Ruilverkaveling

Eeuwenlang hebben de streek en bet dorp geworsteld met aartsvijand het water. Nooit lukte het om al dat water kwijt te raken. Altijd weer stond er maandenlang water in het veld op de Lage Bobbert, de Schiplei en de Vissert. Pas na de Tweede Wereldoorlog malen diesels en elektromotoren de streek zo droog, dat ook het veld kan worden ontgonnen en er boeren in moderne bedrijven hun boterham, dit keer met beleg, kunnen verdienen.

Begin jaren ’50 start de ruilverkaveling van Maas en Waal. Sloten en wegen worden aangelegd en iedere boer krijgt zijn grond aan één stuk, dicht bij huis en omdat het dan grote akkers en weiden zijn, kunnen ze machinaal worden bewerkt.

Puiflijk krijgt door de ruilverkaveling nieuwe wegen als de Schutlakenweg en Zandkampweg. Er zijn overigens maar een paar boeren ook echt in het veld gaan wonen. Bor van den Heuvel verhuist naar de Veldstraat, net als Otto van der Zandt. Paul van Hoogstraten gaat wonen en werken aan de Kooistraat in het Leeuwense veld. Andere boeren op de Hucht kregen in het nieuwe verkavelde gebied wei hun akkers en weiden, maar ze bleven op hun oude hoeve wonen. Sommigen hadden het geluk dat ze de nieuwe kavels bij hun oude boerderij kregen.

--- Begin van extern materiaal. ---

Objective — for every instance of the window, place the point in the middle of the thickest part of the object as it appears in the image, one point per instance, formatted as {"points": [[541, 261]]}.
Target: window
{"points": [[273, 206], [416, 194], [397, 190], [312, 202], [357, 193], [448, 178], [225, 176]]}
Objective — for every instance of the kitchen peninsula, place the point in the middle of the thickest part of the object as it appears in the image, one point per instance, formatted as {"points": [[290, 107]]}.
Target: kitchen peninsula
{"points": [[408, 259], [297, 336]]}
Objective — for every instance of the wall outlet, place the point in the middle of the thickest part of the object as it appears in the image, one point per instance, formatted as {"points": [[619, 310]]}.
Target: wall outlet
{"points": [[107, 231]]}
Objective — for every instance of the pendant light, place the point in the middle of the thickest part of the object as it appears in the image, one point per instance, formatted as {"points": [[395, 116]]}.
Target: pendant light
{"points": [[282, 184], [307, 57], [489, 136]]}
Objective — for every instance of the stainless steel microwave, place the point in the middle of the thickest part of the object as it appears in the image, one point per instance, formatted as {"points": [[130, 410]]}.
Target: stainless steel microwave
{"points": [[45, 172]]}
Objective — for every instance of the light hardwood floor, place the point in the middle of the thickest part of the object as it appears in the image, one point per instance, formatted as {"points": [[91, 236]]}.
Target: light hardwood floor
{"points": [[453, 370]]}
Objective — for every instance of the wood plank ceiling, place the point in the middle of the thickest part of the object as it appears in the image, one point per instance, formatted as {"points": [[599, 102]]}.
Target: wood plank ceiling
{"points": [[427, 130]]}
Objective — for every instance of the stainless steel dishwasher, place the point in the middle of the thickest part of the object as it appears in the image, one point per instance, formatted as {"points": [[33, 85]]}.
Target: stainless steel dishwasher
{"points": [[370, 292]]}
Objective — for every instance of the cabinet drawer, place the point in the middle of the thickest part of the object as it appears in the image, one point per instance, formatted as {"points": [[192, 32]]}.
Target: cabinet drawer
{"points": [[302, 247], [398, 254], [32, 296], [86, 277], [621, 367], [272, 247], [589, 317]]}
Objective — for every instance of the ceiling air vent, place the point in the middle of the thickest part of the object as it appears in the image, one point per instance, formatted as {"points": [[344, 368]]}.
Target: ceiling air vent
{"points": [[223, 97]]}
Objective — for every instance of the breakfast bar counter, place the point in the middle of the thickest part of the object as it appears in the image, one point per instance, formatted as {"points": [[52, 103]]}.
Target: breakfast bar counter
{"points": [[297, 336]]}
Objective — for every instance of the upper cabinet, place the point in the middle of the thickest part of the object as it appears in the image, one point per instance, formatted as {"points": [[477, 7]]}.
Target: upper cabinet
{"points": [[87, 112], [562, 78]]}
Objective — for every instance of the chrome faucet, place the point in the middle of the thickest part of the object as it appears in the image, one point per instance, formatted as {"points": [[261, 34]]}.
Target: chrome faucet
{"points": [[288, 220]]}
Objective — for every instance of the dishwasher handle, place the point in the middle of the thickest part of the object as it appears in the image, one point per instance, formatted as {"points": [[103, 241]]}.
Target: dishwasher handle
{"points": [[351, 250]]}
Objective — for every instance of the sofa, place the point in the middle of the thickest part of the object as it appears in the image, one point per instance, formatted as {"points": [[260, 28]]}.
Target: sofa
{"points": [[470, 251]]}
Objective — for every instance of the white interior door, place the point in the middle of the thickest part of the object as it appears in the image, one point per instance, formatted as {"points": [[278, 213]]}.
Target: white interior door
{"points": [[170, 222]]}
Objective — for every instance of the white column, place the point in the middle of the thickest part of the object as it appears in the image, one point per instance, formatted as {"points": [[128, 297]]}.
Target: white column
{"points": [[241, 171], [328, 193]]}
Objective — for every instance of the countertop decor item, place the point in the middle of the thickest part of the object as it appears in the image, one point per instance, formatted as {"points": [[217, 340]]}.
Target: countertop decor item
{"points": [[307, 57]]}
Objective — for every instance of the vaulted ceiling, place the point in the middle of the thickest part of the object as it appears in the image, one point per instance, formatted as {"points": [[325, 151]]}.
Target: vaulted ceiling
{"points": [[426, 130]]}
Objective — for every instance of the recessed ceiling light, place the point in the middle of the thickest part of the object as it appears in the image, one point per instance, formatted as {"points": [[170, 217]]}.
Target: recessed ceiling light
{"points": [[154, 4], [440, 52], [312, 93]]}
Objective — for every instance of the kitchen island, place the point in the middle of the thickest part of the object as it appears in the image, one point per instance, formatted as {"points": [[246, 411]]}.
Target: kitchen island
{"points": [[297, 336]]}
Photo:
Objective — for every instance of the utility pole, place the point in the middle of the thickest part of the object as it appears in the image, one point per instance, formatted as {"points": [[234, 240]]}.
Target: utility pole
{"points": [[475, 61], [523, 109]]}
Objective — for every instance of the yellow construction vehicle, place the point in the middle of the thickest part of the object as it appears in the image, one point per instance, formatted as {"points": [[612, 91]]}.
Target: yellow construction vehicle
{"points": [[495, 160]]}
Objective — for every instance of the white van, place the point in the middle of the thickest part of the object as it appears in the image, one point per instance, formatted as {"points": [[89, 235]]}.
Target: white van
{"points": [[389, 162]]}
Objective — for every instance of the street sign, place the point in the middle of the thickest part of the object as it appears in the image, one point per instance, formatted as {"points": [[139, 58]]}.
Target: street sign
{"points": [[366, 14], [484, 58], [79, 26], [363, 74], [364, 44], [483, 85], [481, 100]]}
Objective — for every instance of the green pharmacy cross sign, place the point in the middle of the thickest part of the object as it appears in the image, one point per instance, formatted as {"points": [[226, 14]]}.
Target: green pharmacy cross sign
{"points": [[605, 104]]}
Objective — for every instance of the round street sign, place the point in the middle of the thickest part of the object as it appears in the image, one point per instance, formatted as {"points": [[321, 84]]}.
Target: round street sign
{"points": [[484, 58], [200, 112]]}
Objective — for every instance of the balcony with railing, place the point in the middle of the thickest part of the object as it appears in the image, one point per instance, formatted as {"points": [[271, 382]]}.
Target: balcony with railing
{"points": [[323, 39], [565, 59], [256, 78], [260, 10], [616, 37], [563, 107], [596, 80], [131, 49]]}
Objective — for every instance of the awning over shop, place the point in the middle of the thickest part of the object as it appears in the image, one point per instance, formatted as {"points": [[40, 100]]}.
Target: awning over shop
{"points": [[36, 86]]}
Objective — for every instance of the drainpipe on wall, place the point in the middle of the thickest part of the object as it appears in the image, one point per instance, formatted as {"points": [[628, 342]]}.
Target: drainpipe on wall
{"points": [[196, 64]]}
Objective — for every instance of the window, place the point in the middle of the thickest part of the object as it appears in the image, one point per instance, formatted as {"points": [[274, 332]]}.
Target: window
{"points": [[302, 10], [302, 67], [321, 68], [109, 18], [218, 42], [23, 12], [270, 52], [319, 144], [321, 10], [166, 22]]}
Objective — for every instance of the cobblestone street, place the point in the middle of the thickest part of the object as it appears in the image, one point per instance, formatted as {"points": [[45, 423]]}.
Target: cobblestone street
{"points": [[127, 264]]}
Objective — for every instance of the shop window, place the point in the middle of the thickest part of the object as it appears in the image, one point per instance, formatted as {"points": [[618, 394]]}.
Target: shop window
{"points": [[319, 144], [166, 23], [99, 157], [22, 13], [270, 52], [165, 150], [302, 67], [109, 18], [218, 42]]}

Ruilverkavelingsboerderij aan de Veldstraat.

Er is op de Hucht maar weinig plaats en zo zijn er boeren die verhuizen omdat ze ergens anders hun vleugels wel kunnen uitslaan. Therus van der Zandt trok naar Afferden, waar uit zijn bedrijf ‘De Zandroos’ groeide. Herman van der Zandt bouwt een nieuwe hoeve aan de eveneens nieuwe Noord-Zuid op de plek waar eeuwen eerder het kasteeltje ‘Het Holt’ had gestaan.

Ook in Puiflijk waren er veel kandidaten voor nieuwe akkers en weiden aan de nieuwe, rechte wegen en sloten op keurig ontwaterd land. En er waren ook nog voordelige financiële voorwaarden, maar lang niet iedereen had geluk. Als Bernard Litjens moet wijken voor het oprukkende Druten-Zuid, bouwt zijn zoon Toon aan de Schutlakenstraat een nieuwe boerderij. Altijd was Puiflijk een dorp van boeren, boertjes en knechten. In de jaren ’50 zijn er nog steeds boeren op en rond de Hucht, maar het zijn alleen nog de grotere, de kleintjes hebben er geen toekomst meer.